Only 1 % increase in the policy rate will add hundreds of billion of rupee the government in interest to be paid to the banks. The government is a major borrower of the commercial banks’loan.
The SBP issued the following statement to justify its anti business and anti Pakistan policy of increasing the interest rate by 1 % on Monday.

1. The Monetary Policy Committee (MPC) in its meeting today decided to increase the policy rate by 100
bps to 11.50 percent with effect from April 28, 2026. The Committee noted that prolonging of the Middle
East conflict has intensified risks to the macroeconomic outlook. In particular, the global energy prices,
freight charges and insurance premiums continue to remain significantly above pre-conflict levels.
Furthermore, the supply chain disruptions have contributed to the prevailing uncertainty. While the incoming
data has been broadly in line with the MPC’s expectations so far, the impact of these global developments will
be visible in key economic indicators going forward. In this backdrop, the Committee assessed that inflation
is likely to increase and remain above the target range in the next few quarters. Accordingly, the MPC deemed
it necessary to maintain a tighter policy stance to keep inflation expectations anchored and contain second-
round effects of the current supply shock to bring inflation within the target range. This will be important to
preserve macroeconomic stability, which is necessary for achieving sustainable economic growth.
2. Apart from the geopolitical events in the Middle East, the MPC noted the following key developments
since its last meeting. First, inflation rose to 7.3 percent in March, while core inflation inched up to 7.8
percent. Second, inflation expectations and confidence of consumers and businesses deteriorated in the latest
surveys. Third, real GDP grew by 3.8 percent in H1-FY26 as compared to 1.9 percent in the same period last
year.

Fourth, the current account posted a small surplus during July-March FY26. Fifth, despite significant
debt repayments, SBP’s FX reserves as on April 24, 2026 are around $15.8 billion, supported by the issuance of Eurobonds, as Pakistan re-entered international capital markets after a gap of over four years. Lastly, the staff level agreement was reached with the IMF on March 27, 2026.

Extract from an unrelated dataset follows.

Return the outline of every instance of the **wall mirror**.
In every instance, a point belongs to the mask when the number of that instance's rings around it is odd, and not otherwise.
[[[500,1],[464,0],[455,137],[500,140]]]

3. In light of the above developments and evolving risks, the MPC viewed today’s decision as important
to achieve the objective of price stability over the medium term. The Committee reiterated the important role
of the continued build-up of external buffers and fiscal discipline. These efforts have contributed to stronger
initial economic conditions at the start of the ongoing geopolitical conflict as compared to similar shocks in
the recent past. The MPC also emphasized the importance of undertaking structural reforms to make the external account more resilient to evolving global landscape and to ensure sustainable economic growth.

Real Sector
4. Real GDP growth was provisionally recorded at 3.9 percent in Q2-FY26, bringing cumulative growth
in H1-FY26 to 3.8 percent, reflecting a broad-based improvement in economic activity as compared to the
same period last year. Large-scale manufacturing posted a robust performance, growing by 5.9 percent during July–February FY26. High-frequency industrial and services sector indicators, which had been showing strong momentum in economic activity till February, showed some signs of moderation in March. In agriculture,
growth prospects have moderated slightly, driven mainly by lower than anticipated wheat production as per
the first estimates reported by the Federal Committee on Agriculture. This, along with the expected spillover
of the ongoing Middle East conflict on industrial and services sector activity in Q4, is expected to result in
real GDP growth for FY26 turning out closer to the lower bound of the earlier projected range. The moderation in economic activity is likely to continue in FY27, though the outlook is subject to multiple risks,including the duration and intensity of the ongoing conflict.